Viagem lado B

Viagem lado B

Eu ainda lembro o dia em que meu irmão colocou o LP do RPM na vitrola lá de casa. Rádio Pirata estava estourado nas rádios, uma febre só. Para conter a inflação e alavancar as vendas, a gravadora congelou o preço do disco e em praticamente toda festinha de garagem alguém levava o tal do álbum. No lado A, Olhar 43 e outros sucessos; no B, uma versão de London, London do Caetano. Aliás, a maioria dos discos era assim: em um lado, o A, os grandes sucessos, as músicas de trabalho. No B, as músicas novas, experimentais. A jogada de marketing era perfeita: colocar no mesmo lado todos os sucessos. Em tempos analógicos, qualquer coisa que facilitasse a vida estava valendo. O bolachão morreu no duelo com os fora-da-lei internet e mp3, mas a expressão “lado B” está aí vivinha da silva.

Lado A ficou para tudo que é clássico, bom e garantia de sucesso. Obelisco em Buenos Aires, mercado central em Santiago, london eye en Londres. Impressiona como as pessoas saem do Brasil para fazer esses roteiros extremamente turísticos, icônicos. Você vai a Nova York e as pessoas querem saber se você foi à Estátua da Liberdade, a algum show na broadway e se comprou bugigangas na times square. Dizer que não é enfrentar uma enxurrada de críticas. Como assim não subiu no empire state? Você cruzou o oceano e não foi ao louvre? Bom, se você não vai a museus no Brasil porque iria nos lá de fora? Se é pela curiosidade de ver obras famosas, ok. Isso provavelmente não vai tirar muito do seu escasso tempo e você logo vai voltar a fazer coisas mais interessantes. O mesmo é válido para broadway. Você vai ao teatro no Brasil? Não? Novamente o passeio vale pela experiência. Infelizmente, vale também pelo status. Sabe essas coisas que saem todo mês nessas revistas de turismo? Eu estive lá. Um pensamento que acrescenta pouco além de um nariz empinado.

É aí que o lado B se torna mais interessante. Se você gosta de teatro, deve saber que Nova York tem um dos principais circuitos cênicos independentes.
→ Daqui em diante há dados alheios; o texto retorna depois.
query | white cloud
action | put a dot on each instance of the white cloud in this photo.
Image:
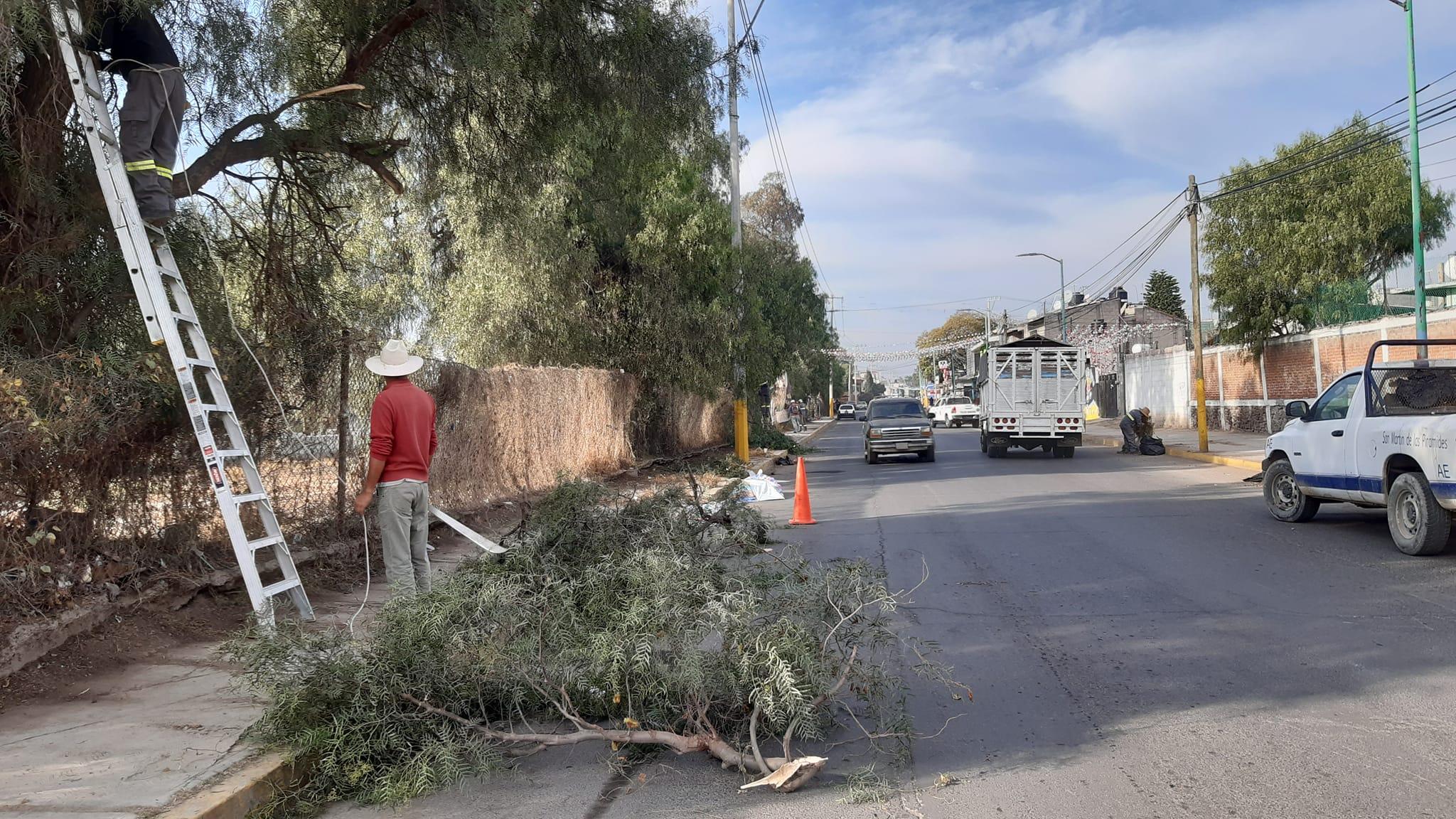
(1160, 90)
Ou, se gosta de arte, talvez prefira caçar grafites nos muros de Paris a perder horas enfrentando japoneses e suas máquinas furiosas tentando ver a Monalisa. Sair do Brasil precisa ser mais do que suprir as expectativas, as suas e as dos outros. Verdade que esses 16 anos de prosperidade econômica não foram suficientes para gente matar essa nossa vontade de viajar, de ver o Mickey e a Torre Eiffel. Mas é uma experiência para poucos, que precisa ser melhor aproveitada. Inclusive por quem pretende não comprar o bilhete de volta.

Para mim, Montevidéu é o lado B de Buenos Aires. Sem aquela enxurrada de brasileirinhos em puerto madero. E Colônia é o lado B de Montevidéu, uma simpatia de cidade no verão. E o que dizer de Punta del Diablo, lado B total de Colônia? Praia no melhor estilo uruguaio que você não conhece. Villa La Angostura é o lado B de Bariloche. E vamos parando por aqui porque você já sacou que essa lista não tem hora para terminar.

Claro que nem todo destino lado B é bom. Não é London, London que vai salvar o Rádio Pirata. Longe disso. Mas é a experiência que conta. Na sua próxima viagem, vire o disco.